Sweet Sixteen leaves bitter taste for New Labour
The council’s three-man licensing committee, which includes local New Labour councillors Pat Stannard and Ed Turner, has refused to reduce the classification of the latest Ken Loach film, Sweet Sixteen from 18 to 15.
The film makers had asked for this reduction as it is currently illegal for under eighteens to see the film which, ironically, documents the lives of working class sixteen year-olds on a run down Glasgow council estate.
Stannard and his colleagues argue that young people could end up in hospital by copying a fight scene featured in the film if they were allowed to see it. Taken to its logical conclusion this patronising line of thought would have led to youths being kept out of Superman for fear they would jump off tall buildings after watching it.
Working class lives are rarely portrayed on the big screen. Ken Loach is one director who has consistently bucked this trend, telling sympathetic stories of people that most of us wouldn’t find hard to recognise. Loach makes realistic dramas in which there is thankfully no place for the plummy stereotypes usually found in British films.

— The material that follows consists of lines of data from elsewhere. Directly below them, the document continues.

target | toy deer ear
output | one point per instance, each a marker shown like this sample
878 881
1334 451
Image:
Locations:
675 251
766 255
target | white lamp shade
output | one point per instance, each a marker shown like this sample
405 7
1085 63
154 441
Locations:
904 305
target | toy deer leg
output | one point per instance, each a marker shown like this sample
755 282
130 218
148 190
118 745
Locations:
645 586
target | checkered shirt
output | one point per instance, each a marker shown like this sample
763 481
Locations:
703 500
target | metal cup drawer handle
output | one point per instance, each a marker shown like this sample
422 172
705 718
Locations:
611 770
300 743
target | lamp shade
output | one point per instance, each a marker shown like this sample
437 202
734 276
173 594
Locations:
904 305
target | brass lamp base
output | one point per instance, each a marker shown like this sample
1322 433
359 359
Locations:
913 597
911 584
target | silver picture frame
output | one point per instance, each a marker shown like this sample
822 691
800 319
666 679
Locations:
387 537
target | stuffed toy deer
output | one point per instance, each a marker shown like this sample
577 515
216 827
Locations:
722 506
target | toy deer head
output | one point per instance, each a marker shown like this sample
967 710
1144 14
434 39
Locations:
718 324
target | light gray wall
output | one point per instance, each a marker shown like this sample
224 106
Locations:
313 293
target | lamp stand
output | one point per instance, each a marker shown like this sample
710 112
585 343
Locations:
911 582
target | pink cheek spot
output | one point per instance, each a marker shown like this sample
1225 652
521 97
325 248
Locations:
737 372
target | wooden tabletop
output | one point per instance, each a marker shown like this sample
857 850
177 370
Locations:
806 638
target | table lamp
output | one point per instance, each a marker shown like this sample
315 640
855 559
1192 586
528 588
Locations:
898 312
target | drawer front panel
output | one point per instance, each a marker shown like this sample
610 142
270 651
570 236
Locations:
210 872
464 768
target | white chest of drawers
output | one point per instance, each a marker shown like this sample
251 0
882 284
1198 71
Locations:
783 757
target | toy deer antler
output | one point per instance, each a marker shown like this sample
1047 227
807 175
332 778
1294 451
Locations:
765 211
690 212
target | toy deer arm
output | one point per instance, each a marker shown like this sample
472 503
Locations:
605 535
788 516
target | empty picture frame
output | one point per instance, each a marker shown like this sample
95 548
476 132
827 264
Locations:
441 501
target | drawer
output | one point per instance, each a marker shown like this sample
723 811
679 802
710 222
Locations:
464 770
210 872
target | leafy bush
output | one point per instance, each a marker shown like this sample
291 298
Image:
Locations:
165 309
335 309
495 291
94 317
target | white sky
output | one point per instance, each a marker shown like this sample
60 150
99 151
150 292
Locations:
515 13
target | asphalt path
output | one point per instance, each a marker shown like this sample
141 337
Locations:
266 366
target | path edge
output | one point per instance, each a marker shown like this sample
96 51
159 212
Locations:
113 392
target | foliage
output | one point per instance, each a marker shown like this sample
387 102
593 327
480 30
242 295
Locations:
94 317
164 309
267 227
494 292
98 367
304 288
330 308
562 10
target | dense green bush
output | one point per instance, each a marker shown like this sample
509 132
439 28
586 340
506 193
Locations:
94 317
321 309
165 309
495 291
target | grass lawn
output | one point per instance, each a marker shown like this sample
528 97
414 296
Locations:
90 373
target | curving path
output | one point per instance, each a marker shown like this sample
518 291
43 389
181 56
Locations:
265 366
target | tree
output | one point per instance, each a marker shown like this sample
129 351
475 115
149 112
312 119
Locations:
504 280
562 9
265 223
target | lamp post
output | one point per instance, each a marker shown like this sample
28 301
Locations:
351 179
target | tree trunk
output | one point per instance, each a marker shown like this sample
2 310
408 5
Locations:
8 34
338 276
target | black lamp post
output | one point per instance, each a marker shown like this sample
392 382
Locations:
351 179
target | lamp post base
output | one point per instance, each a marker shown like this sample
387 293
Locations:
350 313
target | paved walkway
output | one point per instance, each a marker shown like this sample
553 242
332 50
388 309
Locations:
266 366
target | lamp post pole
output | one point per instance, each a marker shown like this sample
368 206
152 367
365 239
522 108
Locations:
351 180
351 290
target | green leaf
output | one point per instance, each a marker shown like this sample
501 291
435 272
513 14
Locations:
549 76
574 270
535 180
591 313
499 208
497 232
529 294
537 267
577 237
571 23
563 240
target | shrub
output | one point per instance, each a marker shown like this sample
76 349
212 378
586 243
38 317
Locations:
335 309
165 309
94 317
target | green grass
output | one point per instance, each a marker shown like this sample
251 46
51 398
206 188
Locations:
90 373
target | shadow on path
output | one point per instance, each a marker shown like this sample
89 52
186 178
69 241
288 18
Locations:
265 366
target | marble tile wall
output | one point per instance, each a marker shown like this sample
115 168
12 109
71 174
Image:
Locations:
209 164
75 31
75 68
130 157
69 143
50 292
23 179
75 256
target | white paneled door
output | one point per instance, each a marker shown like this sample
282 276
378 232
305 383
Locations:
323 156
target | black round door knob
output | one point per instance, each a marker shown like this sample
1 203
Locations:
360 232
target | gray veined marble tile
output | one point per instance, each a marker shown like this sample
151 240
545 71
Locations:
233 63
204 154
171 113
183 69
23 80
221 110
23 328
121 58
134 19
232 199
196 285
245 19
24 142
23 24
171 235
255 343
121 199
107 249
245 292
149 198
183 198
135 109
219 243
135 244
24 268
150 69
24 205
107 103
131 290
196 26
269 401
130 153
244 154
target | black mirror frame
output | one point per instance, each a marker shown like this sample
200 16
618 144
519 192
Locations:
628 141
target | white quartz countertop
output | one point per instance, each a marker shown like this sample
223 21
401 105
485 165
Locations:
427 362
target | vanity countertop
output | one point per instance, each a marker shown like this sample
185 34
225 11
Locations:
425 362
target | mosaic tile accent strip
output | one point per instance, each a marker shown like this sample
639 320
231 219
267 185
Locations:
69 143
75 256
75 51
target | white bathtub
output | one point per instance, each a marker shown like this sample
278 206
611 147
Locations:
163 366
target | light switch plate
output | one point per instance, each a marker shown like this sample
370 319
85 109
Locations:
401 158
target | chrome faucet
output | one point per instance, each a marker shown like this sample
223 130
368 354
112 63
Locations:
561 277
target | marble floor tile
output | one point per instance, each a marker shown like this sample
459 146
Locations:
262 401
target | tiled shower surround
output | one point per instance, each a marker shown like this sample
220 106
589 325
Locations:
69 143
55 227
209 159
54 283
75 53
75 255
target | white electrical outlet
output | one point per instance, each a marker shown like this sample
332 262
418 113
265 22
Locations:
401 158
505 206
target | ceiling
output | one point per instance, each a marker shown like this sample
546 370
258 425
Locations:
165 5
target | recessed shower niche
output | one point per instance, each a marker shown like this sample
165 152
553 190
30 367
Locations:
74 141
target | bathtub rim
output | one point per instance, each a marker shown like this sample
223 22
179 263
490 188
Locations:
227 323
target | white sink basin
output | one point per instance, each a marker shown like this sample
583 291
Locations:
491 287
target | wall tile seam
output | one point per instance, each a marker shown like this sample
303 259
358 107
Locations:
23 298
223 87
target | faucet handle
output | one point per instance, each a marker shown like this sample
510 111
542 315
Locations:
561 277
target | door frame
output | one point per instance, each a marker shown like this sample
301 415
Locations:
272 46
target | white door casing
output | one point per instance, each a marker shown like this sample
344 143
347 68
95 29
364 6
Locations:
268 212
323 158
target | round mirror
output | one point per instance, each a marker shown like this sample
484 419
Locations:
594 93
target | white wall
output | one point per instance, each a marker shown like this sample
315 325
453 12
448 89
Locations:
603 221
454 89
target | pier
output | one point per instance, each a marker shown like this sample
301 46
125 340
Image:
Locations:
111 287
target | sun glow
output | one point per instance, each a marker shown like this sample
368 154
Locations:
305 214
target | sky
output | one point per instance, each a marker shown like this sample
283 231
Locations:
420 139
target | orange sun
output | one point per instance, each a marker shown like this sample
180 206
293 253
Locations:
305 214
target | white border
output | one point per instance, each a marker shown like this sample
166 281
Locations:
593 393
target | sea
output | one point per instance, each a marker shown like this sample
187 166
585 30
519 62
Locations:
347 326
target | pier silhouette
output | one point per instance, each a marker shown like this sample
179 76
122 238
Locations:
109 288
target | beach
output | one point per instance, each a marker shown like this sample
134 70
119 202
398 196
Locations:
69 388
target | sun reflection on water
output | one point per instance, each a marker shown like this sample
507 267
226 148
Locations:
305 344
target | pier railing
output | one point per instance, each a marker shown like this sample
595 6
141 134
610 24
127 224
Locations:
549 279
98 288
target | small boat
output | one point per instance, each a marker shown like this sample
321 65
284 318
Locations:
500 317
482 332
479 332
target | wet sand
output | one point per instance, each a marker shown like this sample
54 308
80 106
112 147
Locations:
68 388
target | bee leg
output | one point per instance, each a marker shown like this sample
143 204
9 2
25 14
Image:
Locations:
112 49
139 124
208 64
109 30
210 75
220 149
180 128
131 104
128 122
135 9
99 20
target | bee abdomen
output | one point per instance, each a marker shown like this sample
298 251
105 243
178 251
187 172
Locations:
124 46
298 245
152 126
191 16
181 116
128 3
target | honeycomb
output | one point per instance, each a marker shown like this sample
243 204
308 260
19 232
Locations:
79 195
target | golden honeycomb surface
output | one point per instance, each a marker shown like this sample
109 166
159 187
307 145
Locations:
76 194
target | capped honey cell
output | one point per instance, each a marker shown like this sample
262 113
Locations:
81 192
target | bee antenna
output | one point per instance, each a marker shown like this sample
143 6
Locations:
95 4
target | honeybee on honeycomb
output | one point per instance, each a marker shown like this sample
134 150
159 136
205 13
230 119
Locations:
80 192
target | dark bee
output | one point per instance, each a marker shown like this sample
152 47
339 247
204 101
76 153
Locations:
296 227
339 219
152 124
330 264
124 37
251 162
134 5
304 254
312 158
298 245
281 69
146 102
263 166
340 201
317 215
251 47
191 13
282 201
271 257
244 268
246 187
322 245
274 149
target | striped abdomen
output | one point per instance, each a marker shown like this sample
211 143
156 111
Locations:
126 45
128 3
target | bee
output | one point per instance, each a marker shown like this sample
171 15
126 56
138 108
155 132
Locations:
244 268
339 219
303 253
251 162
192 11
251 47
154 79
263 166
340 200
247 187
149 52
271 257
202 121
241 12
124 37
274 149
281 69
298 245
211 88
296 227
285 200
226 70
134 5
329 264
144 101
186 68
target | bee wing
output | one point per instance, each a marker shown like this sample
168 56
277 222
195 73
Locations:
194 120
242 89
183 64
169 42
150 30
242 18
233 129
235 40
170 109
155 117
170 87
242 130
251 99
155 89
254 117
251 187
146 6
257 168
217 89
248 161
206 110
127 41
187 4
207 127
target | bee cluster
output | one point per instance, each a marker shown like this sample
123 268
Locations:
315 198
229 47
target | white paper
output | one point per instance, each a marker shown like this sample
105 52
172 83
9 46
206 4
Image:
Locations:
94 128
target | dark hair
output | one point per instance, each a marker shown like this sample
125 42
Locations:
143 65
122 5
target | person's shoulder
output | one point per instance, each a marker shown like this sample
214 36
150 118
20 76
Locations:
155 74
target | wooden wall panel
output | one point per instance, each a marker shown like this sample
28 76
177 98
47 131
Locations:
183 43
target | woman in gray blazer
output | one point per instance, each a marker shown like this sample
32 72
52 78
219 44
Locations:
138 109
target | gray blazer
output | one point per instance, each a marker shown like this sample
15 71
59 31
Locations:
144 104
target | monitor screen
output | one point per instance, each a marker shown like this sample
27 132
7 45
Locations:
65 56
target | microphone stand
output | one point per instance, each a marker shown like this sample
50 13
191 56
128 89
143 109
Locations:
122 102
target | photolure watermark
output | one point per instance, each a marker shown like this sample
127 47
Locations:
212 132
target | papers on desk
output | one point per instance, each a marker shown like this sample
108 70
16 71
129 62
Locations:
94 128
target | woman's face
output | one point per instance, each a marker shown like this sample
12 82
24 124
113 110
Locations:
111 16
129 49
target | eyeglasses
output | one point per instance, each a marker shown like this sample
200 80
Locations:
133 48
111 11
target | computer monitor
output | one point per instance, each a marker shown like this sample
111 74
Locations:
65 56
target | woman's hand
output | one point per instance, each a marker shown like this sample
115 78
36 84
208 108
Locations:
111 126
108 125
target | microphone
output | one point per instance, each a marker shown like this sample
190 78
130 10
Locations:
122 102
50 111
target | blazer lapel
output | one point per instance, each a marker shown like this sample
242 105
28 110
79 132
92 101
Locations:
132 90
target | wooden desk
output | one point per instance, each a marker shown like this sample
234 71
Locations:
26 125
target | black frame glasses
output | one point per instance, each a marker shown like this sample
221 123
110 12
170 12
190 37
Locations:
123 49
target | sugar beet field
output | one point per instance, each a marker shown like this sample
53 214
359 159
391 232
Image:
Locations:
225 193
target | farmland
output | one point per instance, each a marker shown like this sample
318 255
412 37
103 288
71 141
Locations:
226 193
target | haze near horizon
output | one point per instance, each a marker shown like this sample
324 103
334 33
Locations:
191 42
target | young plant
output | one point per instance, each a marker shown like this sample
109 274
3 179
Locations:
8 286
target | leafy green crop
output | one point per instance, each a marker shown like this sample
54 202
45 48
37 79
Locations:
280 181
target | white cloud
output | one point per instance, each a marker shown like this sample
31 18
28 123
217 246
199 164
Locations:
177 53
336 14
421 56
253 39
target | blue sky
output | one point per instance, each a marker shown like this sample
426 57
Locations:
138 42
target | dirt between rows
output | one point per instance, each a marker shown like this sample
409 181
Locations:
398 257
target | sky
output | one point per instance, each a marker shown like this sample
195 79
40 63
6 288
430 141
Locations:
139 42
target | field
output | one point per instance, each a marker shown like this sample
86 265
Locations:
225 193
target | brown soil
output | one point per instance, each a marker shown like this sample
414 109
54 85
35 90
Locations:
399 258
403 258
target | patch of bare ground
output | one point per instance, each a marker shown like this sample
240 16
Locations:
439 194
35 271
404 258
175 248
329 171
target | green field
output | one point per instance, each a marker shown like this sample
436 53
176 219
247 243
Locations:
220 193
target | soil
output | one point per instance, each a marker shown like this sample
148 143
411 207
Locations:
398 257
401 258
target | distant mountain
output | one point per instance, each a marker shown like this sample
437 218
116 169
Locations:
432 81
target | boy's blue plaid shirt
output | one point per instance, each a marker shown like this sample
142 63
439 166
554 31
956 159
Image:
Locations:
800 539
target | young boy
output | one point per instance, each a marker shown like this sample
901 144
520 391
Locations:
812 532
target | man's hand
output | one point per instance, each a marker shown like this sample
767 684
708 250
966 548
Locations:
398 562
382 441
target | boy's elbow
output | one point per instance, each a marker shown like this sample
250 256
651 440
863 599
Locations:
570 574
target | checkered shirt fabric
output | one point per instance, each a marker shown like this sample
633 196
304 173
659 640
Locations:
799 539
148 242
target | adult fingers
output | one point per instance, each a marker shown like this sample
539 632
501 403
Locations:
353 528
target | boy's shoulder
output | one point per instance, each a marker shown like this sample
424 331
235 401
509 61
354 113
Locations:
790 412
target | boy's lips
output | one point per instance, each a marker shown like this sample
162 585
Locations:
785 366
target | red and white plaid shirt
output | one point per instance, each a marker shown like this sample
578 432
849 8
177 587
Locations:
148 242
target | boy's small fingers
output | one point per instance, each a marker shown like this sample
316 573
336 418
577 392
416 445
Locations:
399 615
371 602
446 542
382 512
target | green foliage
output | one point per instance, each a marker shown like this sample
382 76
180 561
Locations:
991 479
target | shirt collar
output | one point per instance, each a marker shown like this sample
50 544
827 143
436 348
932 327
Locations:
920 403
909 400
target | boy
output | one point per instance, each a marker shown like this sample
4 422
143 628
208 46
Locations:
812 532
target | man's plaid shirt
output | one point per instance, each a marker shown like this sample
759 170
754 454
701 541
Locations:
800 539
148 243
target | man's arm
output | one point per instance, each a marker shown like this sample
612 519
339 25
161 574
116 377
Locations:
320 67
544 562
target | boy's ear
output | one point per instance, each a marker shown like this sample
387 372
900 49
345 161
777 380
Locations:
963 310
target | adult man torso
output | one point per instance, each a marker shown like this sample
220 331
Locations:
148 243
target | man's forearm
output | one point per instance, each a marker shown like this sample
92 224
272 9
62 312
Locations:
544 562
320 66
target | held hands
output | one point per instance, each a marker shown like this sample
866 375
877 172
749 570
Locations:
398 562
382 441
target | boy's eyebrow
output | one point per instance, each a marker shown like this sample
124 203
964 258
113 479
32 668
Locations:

Despite Tony Blair saying ‘We’re all middle class now,’ life for those on run-down, unemployment-ridden, northern council estates such as the one depicted in Sweet Sixteen is pretty much the same as it was under the Tories.
Could the real reason the film was refused a 15 certificate be that the local New Labour politicians feel uncomfortable about increasing the potential audience of a film that paints such an honest, grim picture of working class life in Blair’s Britain?